The subquery is very efficient and rapid. However the test revealed that partitionning the table will have a greater impact on execution time than efficiency of the subquery. On a table of 1 million rows, the update takes 80 seconds. On a table of 12 millions rows, the update takes 580 seconds.
update calls1900 set orig_trunk = a.orig_trunk, dest_trunk = a.dest_trunk
from (select
x.call_id,
t1.trunk as orig_trunk, t2.trunk as dest_trunk
from (select calls1900.call_id
,min(t.trunk_id) as orig_trunk_id
,max(t.trunk_id) as dest_trunk_id
from calls1900
join trunks t on (t.call_id = calls1900.call_id)
-- where calls1900.call_id between 43798930 and 43798950
group by calls1900.call_id
) x
join trunks t1 on (t1.trunk_id = x.orig_trunk_id)
join trunks t2 on (t2.trunk_id = x.dest_trunk_id)
) a
where (calls1900.call_id = a.call_id); -- and (calls1900.call_id between 43798930 and 43798950)<code>
From the example posted, it looks like many unnecessary updates are being performed. Here is an example of a query to get the results you are looking for:
select distinct c.call_id, c.dialed_number
,first_value(t.trunk) over w as orig_trunk
,last_value(t.trunk) over w as dest_trunk
from calls c
join trunks t on (t.call_id = c.call_id)
window w as (partition by c.call_id
order by trunk_id
range between unbounded preceding
and unbounded following
)
There are other ways to do it without the analytic function, for example:
select x.call_id
,x.dialed_number
,t1.trunk as orig_trunk
,t2.trunk as dest_trunk
from (select c.call_id, c.dialed_number
,min(t.trunk_id) as orig_trunk_id
,max(t.trunk_id) as dest_trunk_id
from calls c
join trunks t on (t.call_id = c.call_id)
group by c.call_id, c.dialed_number
) x
join trunks t1 on (t1.trunk_id = x.orig_trunk_id)

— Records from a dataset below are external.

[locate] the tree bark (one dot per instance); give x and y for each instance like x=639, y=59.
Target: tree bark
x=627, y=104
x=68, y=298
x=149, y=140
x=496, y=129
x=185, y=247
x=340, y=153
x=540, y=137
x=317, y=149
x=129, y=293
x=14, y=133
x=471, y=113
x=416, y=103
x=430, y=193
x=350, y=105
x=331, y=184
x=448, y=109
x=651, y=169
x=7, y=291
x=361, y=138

join trunks t2 on (t2.trunk_id = x.dest_trunk_id)
Experiment to see what works best in your situation. Probably want to be indexed on the joining columns.
What to do with the result set is dependent on the nature of the application. Is this a one off? Then why not just create a new table from the result set:
CREATE TABLE trunk_summary AS
SELECT ...
Is it constantly changing? Is it frequently accessed? Is it sufficient to just create a view? Or maybe an update is to be performed based on the result set. Maybe a range can be updated at a time. It really depends, but this might give a start.